I use Zoom exclusively as do my workplace and my colleagues for meetings, webinars and seminars. And I have been using Zoom a lot to the point where I think I may be suffering from Zoom fatigue.

Zoom fatigue is real. It’s when you are sick and tired of staring at your screen or camera talking and socialising with people across the world wide web via digital bytes all day long. And you can’t help it as that is the only way to see each other face to face and hold meetings, conferences, seminars and even lectures. They are not physically there in front of you. They are just in a tiny square on your screen trying to talk to you, trying to contend with latency and poor audio quality.

Right now, here is my typical work schedule when it comes to Zoom session in a typical week:

Meetings with colleagues on Tuesdays and Wednesday afternoons, with webinars organised on a daily basis in the mornings and a large seminar on Friday afternoons. On top of that I am taking courses to upgrade myself organised by my company that I work with and that is is held on Monday’s and Tuesday afternoons which can last up to two hours each session, coupled with hour-long tutorials for both courses held on Thursdays.

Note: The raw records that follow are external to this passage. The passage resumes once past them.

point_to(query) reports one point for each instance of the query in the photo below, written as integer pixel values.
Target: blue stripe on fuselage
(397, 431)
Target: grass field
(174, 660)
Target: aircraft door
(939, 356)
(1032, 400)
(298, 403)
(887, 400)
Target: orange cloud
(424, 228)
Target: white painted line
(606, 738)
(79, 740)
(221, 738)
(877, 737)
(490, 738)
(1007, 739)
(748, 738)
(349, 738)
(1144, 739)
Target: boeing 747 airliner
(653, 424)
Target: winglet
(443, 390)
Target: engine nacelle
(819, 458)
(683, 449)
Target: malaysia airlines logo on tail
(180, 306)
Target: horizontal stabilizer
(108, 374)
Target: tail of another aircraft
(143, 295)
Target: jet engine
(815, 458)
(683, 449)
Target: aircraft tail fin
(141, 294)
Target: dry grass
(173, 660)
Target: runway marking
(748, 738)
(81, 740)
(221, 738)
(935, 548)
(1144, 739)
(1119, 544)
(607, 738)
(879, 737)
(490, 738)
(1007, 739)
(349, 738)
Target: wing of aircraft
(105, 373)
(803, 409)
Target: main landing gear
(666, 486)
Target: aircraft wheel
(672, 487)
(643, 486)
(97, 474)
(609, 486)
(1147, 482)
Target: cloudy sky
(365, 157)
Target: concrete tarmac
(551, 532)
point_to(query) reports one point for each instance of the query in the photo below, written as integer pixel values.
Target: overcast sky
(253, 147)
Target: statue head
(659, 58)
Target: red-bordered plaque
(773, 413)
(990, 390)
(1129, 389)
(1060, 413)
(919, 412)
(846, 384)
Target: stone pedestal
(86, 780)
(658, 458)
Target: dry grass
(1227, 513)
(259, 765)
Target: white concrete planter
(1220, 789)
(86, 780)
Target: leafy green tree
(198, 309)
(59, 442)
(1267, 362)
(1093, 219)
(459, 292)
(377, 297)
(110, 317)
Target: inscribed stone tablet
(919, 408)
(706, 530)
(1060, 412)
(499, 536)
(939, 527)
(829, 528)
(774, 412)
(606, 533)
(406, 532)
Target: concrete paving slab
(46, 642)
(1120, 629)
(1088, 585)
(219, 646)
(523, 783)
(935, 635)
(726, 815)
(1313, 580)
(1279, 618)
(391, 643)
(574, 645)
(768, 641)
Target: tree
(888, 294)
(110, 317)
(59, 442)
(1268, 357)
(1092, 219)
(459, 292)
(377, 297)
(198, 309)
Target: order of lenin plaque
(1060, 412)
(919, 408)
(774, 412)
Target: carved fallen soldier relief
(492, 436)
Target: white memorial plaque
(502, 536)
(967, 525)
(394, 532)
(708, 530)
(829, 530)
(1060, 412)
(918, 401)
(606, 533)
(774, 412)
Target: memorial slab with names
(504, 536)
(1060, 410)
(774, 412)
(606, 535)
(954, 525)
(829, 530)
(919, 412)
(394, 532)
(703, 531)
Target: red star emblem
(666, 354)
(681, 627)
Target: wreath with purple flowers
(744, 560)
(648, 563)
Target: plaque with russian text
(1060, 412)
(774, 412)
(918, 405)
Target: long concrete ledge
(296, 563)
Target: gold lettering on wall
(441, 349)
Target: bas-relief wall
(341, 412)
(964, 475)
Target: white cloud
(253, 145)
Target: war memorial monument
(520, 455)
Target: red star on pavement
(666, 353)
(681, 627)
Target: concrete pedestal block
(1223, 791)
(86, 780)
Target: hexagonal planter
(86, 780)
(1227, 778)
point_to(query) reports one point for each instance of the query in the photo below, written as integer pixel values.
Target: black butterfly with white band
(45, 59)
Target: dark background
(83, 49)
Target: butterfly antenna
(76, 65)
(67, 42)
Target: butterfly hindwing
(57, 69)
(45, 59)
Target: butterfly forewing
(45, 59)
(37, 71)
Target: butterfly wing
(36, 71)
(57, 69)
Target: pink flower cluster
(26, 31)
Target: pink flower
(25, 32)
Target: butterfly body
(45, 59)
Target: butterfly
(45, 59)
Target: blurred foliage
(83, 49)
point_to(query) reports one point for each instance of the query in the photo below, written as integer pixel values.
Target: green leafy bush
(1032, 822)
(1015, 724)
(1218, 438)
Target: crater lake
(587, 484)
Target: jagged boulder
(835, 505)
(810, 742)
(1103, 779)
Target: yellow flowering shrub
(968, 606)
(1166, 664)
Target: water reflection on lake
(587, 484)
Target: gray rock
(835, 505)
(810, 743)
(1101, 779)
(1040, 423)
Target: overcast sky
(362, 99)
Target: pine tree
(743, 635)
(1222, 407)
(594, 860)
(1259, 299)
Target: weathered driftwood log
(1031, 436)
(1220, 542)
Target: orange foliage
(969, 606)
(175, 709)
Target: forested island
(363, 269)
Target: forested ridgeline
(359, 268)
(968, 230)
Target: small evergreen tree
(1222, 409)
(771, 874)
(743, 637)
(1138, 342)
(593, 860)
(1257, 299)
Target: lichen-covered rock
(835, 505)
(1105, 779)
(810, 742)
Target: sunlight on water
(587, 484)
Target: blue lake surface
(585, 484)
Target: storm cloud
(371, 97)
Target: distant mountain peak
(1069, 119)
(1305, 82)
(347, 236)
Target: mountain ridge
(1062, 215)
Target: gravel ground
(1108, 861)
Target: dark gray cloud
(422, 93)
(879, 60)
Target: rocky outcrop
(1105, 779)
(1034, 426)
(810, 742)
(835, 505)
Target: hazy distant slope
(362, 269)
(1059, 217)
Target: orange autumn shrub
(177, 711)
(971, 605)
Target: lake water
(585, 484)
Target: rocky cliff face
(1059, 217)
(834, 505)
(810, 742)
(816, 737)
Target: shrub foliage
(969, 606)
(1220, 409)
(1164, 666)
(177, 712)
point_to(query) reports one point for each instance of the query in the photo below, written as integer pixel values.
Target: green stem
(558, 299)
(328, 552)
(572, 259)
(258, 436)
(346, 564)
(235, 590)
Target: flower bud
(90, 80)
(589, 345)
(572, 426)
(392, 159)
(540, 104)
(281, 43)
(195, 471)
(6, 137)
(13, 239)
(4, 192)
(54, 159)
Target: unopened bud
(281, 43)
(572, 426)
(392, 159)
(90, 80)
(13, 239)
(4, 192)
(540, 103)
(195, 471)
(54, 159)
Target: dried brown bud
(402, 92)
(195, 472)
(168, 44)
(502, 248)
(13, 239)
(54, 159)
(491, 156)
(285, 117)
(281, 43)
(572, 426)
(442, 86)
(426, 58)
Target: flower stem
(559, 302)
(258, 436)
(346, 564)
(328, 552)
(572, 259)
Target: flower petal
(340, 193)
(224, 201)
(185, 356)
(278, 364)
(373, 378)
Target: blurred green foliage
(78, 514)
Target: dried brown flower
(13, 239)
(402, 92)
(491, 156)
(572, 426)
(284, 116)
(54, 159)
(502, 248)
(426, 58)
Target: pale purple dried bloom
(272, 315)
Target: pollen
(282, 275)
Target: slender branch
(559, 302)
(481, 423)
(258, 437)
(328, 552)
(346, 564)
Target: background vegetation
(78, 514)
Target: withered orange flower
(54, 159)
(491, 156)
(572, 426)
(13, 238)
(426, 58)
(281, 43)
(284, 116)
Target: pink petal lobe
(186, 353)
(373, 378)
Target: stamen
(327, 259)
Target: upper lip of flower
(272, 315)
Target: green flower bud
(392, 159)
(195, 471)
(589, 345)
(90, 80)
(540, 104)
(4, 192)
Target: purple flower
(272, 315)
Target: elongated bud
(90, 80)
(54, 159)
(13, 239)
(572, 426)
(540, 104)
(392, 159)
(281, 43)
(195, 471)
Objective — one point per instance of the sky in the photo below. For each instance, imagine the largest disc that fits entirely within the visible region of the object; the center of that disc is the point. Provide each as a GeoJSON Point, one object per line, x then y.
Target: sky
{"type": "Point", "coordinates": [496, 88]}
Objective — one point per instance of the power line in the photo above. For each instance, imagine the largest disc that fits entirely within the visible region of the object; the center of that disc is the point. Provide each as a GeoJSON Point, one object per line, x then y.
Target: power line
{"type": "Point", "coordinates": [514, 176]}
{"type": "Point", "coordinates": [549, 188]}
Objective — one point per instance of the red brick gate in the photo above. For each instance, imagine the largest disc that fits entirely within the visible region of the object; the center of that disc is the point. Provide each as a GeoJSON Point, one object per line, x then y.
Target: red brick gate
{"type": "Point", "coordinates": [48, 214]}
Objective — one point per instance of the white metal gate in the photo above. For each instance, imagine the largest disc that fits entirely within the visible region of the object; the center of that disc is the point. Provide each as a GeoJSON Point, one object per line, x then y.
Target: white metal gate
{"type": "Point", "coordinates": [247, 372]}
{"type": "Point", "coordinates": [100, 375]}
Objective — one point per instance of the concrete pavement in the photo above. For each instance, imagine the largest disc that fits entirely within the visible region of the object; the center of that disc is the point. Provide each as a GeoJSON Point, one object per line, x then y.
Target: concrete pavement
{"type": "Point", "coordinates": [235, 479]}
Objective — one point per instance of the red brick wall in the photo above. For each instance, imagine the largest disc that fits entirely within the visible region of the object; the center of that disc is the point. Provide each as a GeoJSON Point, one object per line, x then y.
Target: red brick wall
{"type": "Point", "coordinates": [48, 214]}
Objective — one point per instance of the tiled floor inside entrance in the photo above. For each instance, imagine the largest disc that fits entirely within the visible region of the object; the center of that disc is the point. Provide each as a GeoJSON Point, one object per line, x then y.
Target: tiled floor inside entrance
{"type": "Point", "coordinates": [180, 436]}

In other words, I have Zoom session for hours on practically every single day and that is excluding my personal Zoom sessions with friends that I organise occasionally during in the evenings.

As an introvert, there are just too many Zoom sessions I am attending on a typical week and I feel so tired and drained, having to listen to people talk and talking to people in front of a screen. With such a schedule that I currently have, I am quite amazed that I haven’t gone crazy yet. And being cooped up at home is not making the situation any better.

And now that it’s been a while since I started ‘Zooming’, I am starting to feel a sense of dichotomy during this lockdown period. On one hand, recently, I am starting to see Zoom sessions as revolting, but I cannot stand the fact that if I missed one of the less important Zoom sessions, I feel like I am missing out on something important. I know that it’s ok to say no to these Zoom sessions for the sake of mental health, but Zoom is now ubiquitous in the working world and like I mentioned, it is the only way to communicate with your colleagues on a professional level. And so how can you say no to that?

Can we have a Zoom ‘lockdown’ period every once in a while, saying no to Zoom on certain days, so that I can gather my sanity back?